I have f(x)=(2x+1)/(x-3) - (x-1)/(x+2). I need to solve for x so that f(x)=0. How would I do this?

Question

I'm supposed to use the quadratic formula.

Okay, I got to the quadratic formula part, but the number under the radical is not a perfect square, how would I solve for x?

Answer 1

a) In your equation: put f(x)=0

b) Take the common denominator - you equation looks like:
[(2x+1)(x+2) - (x-1)(x-3)] / [(x-3)(x+2)]

c) Now use the quadratic formula as you said to resolve the numerator equation, say you find the roots, x=a & x=b

d) The final step is to make your denominator does not stay indeterminate - so "a" or "b" should not be -2 (x=-2) or 3 (x=3)

So you have your solve for x solution as the value(s) from step C that satisfy the condition (d)
I hope this helps.

Answer 2

You need to get rid of the denominators. Multiply both parts of the equation by (x-3)(x+2). This will make the equation f(x)=(2x+1)(x+2)-(x-1)(x-3). This comes out to be 2x^2+5x+2-x^2+4x-3. This simplifies to x^2+9x-1. From here, use the quadratic formula.

Answer 3

Ok, building on the equation that economicsguy came up with (I came up with the same thing) the quadratic formula will give you:
x = 81 + sqrt(85) or
x = 81 - sqrt(85)

For most math classes those would be the final exact answers.

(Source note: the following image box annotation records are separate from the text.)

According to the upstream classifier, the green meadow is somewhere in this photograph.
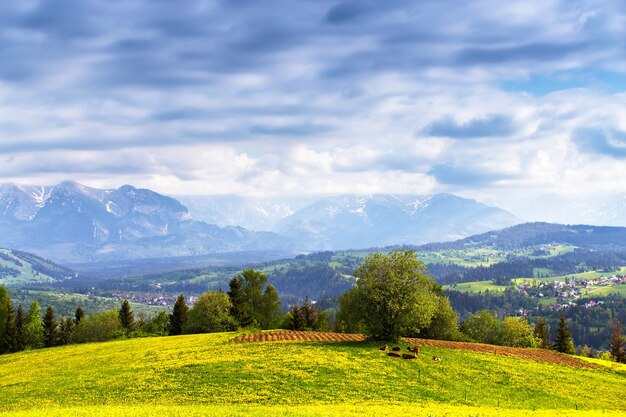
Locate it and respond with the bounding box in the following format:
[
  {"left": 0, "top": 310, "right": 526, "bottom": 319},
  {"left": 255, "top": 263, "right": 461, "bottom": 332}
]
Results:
[{"left": 0, "top": 333, "right": 626, "bottom": 416}]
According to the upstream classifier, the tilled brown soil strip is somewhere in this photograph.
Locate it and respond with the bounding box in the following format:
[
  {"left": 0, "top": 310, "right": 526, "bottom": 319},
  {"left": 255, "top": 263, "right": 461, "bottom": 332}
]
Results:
[
  {"left": 230, "top": 330, "right": 367, "bottom": 343},
  {"left": 230, "top": 330, "right": 597, "bottom": 369},
  {"left": 402, "top": 337, "right": 597, "bottom": 369}
]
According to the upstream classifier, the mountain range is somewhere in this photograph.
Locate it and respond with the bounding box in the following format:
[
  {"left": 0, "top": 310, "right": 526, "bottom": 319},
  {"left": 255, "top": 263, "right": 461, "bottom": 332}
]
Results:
[{"left": 0, "top": 182, "right": 520, "bottom": 263}]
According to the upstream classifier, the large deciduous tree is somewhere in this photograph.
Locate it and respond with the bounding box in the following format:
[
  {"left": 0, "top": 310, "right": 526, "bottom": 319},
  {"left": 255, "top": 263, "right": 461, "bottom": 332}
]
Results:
[
  {"left": 43, "top": 305, "right": 59, "bottom": 347},
  {"left": 228, "top": 275, "right": 254, "bottom": 327},
  {"left": 169, "top": 294, "right": 189, "bottom": 336},
  {"left": 24, "top": 301, "right": 45, "bottom": 349},
  {"left": 609, "top": 321, "right": 626, "bottom": 363},
  {"left": 118, "top": 300, "right": 135, "bottom": 334},
  {"left": 228, "top": 269, "right": 281, "bottom": 329},
  {"left": 502, "top": 317, "right": 537, "bottom": 347},
  {"left": 340, "top": 250, "right": 440, "bottom": 341},
  {"left": 534, "top": 316, "right": 550, "bottom": 349},
  {"left": 183, "top": 291, "right": 237, "bottom": 333},
  {"left": 461, "top": 310, "right": 502, "bottom": 345}
]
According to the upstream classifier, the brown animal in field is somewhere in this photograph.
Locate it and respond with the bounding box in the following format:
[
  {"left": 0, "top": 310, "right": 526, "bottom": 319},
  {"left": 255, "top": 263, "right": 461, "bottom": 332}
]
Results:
[{"left": 407, "top": 345, "right": 420, "bottom": 355}]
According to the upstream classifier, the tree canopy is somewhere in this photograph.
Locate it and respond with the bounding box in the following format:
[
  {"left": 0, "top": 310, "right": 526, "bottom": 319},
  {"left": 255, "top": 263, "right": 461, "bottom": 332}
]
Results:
[{"left": 339, "top": 250, "right": 441, "bottom": 340}]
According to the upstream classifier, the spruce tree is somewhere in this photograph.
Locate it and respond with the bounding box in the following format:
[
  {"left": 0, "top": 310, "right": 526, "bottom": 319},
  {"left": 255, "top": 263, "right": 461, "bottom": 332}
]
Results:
[
  {"left": 2, "top": 302, "right": 17, "bottom": 353},
  {"left": 259, "top": 285, "right": 282, "bottom": 330},
  {"left": 300, "top": 297, "right": 317, "bottom": 330},
  {"left": 15, "top": 304, "right": 26, "bottom": 351},
  {"left": 119, "top": 300, "right": 135, "bottom": 334},
  {"left": 228, "top": 276, "right": 254, "bottom": 327},
  {"left": 289, "top": 304, "right": 306, "bottom": 330},
  {"left": 74, "top": 305, "right": 85, "bottom": 325},
  {"left": 0, "top": 285, "right": 11, "bottom": 353},
  {"left": 534, "top": 316, "right": 550, "bottom": 349},
  {"left": 609, "top": 321, "right": 626, "bottom": 363},
  {"left": 24, "top": 301, "right": 44, "bottom": 349},
  {"left": 554, "top": 311, "right": 576, "bottom": 355},
  {"left": 59, "top": 316, "right": 74, "bottom": 345},
  {"left": 43, "top": 305, "right": 59, "bottom": 347},
  {"left": 170, "top": 294, "right": 189, "bottom": 336}
]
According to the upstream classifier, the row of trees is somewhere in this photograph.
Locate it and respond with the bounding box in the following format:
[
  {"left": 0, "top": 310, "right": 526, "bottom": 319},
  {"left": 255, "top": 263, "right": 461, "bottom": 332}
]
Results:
[
  {"left": 459, "top": 310, "right": 576, "bottom": 354},
  {"left": 0, "top": 250, "right": 604, "bottom": 360},
  {"left": 0, "top": 286, "right": 89, "bottom": 353}
]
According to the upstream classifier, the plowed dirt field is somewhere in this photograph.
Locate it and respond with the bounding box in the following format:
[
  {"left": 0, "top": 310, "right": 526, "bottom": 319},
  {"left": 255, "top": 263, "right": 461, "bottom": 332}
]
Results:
[{"left": 230, "top": 330, "right": 596, "bottom": 369}]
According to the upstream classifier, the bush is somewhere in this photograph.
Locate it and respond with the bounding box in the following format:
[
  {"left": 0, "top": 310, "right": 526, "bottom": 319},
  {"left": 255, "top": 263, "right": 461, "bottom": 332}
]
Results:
[{"left": 72, "top": 309, "right": 126, "bottom": 343}]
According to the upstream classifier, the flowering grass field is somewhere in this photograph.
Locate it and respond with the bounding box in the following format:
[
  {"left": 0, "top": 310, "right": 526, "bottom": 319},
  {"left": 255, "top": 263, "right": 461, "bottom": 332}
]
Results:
[{"left": 0, "top": 333, "right": 626, "bottom": 416}]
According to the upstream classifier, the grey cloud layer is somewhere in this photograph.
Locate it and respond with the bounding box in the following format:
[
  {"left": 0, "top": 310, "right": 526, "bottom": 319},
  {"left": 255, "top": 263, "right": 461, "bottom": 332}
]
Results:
[{"left": 0, "top": 0, "right": 626, "bottom": 197}]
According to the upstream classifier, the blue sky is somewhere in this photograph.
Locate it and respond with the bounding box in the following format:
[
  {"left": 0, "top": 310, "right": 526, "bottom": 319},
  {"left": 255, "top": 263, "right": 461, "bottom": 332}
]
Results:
[{"left": 0, "top": 0, "right": 626, "bottom": 217}]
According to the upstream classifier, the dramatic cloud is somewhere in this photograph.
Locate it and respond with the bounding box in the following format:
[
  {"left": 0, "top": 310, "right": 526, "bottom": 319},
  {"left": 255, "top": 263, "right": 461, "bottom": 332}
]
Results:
[
  {"left": 0, "top": 0, "right": 626, "bottom": 221},
  {"left": 424, "top": 114, "right": 514, "bottom": 139}
]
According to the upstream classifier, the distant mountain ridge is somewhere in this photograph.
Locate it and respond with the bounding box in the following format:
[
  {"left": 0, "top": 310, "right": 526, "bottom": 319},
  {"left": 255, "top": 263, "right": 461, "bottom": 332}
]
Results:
[
  {"left": 420, "top": 222, "right": 626, "bottom": 250},
  {"left": 274, "top": 194, "right": 521, "bottom": 250},
  {"left": 0, "top": 181, "right": 520, "bottom": 264},
  {"left": 0, "top": 182, "right": 291, "bottom": 263}
]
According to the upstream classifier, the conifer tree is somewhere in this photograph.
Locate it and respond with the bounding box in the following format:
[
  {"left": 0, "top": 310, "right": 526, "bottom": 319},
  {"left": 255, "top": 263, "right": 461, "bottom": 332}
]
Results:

However if you want an approximate answer (that does not include any radicals), you would enter those answers into a calculator that has a square root key, and it will give you two decimal answers that you can round to one or two significant digits.

Answer 4

(2x+1)/(x-3) - (x-1)/(x+2) = 0

[(x - 3)(x + 2)][(2x+1)/(x-3) - (x-1)/(x+2) ] = 0

(2x + 1)(x + 2) - (x - 1)(x - 3) = 0

2x² + 5x + 2 - (x² - 4x + 3) = 0

2x² + 5x + 2 - x² + 4x - 3 = 0

x² + 9x -1 = 0

x² + 9x + 81/4 - 81/4 -1 = 0

(x + 9/2)² = 85/4

x = -9/2 ± 1/2√85

Therefore:

f(x) = 0 when x = ½(-9 ± √85)

Answer 5

well anything that eaquals in 0 from multiplying one of them i zero and it dosent matter what the other one is. hope it will help.